Terribile caso di malasanità, quello avvenuto presso il pronto soccorso dell’ospedale Loreto Mare di Napoli, dove lo scorso 16 agosto un ragazzo di 23 anni è morto dopo aver atteso invano per quattro ore.

Antonio Scalfuri, questo il nome della vittima, è infatti stato trasportato nella struttura sanitaria in seguito a un incidente stradale nel quale aveva riportato fratture multiple: ricoverato in codice rosso, è però rimasto senza cure adeguate a lungo.

È quanto denuncia il responsabile del pronto soccorso, Alfredo Pietrolungo, che è poi stata resa pubblica dal consigliere regionale della Campania Francesco Borrelli.

Secondo quanto si legge nei documenti, il giovane “dopo le indagini radiografiche e Tac veniva riportato in codice rosso dove i rianimatori constatavano un progressivo peggioramento delle condizioni generali e un progressivo calo dell’emoglobina ai valori 7. Si provvedeva a richiedere il sangue in urgenza e alle ore 1.04 avveniva il ricovero in Chirurgia con prognosi riservata e in imminente pericolo di vita”.
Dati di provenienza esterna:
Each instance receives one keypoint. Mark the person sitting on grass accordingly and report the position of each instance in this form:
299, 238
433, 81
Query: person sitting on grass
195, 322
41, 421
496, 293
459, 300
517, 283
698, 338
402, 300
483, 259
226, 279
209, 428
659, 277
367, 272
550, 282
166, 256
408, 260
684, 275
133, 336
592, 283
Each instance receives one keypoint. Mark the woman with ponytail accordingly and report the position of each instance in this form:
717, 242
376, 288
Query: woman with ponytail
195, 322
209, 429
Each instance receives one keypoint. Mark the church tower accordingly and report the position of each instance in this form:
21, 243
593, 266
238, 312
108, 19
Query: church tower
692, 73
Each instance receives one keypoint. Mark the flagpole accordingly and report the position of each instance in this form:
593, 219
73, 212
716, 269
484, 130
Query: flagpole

Permaneva però lo stato di codice rosso, con tanto di impegno di due unità infermieristiche del Pronto Soccorso e anestesiste. Solo all’1.45, dopo due ore di attesa, viene deciso il trasferimento in un altro Presidio per eseguire una angioTac, ma l’operazione viene rallentata in quanto manca l’accordo tra gli infermieri che si sarebbero dovuto occupare del paziente.

Il medico che ha in carico Scafuri, di fronte alla richiesta di accelerare i tempi dell’iter diagnostico, risponde di avere sotto controllo la situazione. Il responsabile viene poi affrontato intorno alle 3.30 dal padre del ragazzo, preoccupato per le condizioni del figlio in netto peggioramento.

Solo dopo una lite tra Pietrolungo e il medico viene disposto il trasferimento con ambulanza, sulla quale però manca il rianimatore richiesto. Arrivato all’ospedale Vecchio Pellegrini il ragazzo muore in rianimazione.

La denuncia presentata da Pietrolungo parla di “superficialità di comportamento” e “disprezzo per la tutela dell’utenza ancora prima dell’inosservanza ai più elementari doveri professionali”: comportamenti per i quali si richiede l’intervento delle autorità se venisse ravvisata la condotta omissiva del personale medico.